I could not have been more naïve. Let’s be honest with ourselves. A DC/New York judge and jury will never give a fair shake to a J6 defendant or a former Republican president. The same jury that concluded Hillary attorney, Michael Sussman, had lied to the FBI but didn’t deserve punishment? How do you think YOU would fair against people sucking various forms of the dole from the state? You attacked their “sacred” piggy-bank — the one you filled with your tax dollars. They won’t lose any sleep if you die in prison.
In our personal lives, sometimes we have the ability to merely shun the toxic people in our lives.

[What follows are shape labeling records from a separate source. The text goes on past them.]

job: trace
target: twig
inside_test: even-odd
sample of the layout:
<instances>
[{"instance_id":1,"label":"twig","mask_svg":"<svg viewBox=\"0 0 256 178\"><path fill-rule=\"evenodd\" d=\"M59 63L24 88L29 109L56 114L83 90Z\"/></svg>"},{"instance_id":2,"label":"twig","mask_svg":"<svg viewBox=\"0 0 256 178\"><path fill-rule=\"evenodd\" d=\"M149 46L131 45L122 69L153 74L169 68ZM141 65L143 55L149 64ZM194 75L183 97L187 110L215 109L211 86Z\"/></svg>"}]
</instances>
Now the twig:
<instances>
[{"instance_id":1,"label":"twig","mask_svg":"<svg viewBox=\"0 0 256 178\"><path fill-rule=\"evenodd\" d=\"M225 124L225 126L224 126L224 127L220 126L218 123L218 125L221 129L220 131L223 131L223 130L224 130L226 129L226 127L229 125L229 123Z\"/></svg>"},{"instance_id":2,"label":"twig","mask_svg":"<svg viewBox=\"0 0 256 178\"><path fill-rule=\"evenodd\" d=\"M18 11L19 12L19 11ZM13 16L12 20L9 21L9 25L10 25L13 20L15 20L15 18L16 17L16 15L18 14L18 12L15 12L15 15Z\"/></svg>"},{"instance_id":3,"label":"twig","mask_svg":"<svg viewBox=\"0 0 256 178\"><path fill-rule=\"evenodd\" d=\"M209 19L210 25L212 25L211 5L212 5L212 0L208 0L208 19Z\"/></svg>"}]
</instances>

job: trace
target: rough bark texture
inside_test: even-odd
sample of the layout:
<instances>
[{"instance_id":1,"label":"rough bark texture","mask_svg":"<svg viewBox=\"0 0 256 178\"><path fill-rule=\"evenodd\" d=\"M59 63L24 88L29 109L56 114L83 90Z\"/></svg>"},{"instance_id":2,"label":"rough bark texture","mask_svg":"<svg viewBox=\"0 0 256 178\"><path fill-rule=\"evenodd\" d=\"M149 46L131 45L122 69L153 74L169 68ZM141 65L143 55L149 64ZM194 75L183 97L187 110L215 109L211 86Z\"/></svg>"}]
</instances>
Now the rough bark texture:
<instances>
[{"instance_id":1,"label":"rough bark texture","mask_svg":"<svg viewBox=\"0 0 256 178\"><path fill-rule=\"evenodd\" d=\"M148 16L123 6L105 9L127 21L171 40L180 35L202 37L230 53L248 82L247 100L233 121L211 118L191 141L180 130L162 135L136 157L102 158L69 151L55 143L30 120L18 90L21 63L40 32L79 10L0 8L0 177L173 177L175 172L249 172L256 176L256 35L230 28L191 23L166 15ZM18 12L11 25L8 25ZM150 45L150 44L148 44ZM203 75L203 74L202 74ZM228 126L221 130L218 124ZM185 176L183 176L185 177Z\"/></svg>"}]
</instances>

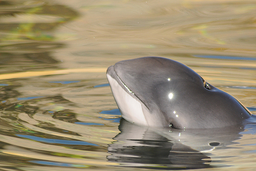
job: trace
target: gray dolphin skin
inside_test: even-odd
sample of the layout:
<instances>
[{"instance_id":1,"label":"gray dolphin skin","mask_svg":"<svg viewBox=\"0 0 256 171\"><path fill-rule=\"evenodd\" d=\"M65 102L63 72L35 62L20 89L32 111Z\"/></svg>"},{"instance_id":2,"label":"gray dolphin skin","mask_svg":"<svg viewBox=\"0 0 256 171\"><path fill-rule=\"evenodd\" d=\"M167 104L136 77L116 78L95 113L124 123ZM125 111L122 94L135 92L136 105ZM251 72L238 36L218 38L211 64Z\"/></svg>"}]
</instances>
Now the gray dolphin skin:
<instances>
[{"instance_id":1,"label":"gray dolphin skin","mask_svg":"<svg viewBox=\"0 0 256 171\"><path fill-rule=\"evenodd\" d=\"M251 116L234 97L170 59L121 61L108 69L107 78L122 117L137 125L213 128L241 124Z\"/></svg>"}]
</instances>

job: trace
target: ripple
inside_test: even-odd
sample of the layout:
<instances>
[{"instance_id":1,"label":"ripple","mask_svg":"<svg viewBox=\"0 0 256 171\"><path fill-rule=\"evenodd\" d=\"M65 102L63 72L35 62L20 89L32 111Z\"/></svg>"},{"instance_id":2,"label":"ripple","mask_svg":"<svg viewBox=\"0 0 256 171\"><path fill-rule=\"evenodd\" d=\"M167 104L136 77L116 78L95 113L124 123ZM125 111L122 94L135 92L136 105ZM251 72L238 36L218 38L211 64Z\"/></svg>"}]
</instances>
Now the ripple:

Sometimes we can achieve the peace that comes from leaving implacable enemies in God’s hands. We stop putting false hope in a reasonable discussion and we shut the door and change the locks. We wait until the hardened hearts soften.
But when a politicized justice system threatens jail time for anyone who disagrees, mere shunning won’t help. We need to remember, at the outset, we are at war. We must find our battle stations. People of good conscience can differ as to how we stage that battle, but, at the very least, if you keep entertaining the notion that the progressive politician, prosecutor, or judge can hear the appeal of reason, you are a fool. An effective fight BEGINS by knowing your enemy and understanding, fully and finally, that he IS your enemy.
He who has eyes to see, let him see. He who has ears to ear, let him hear.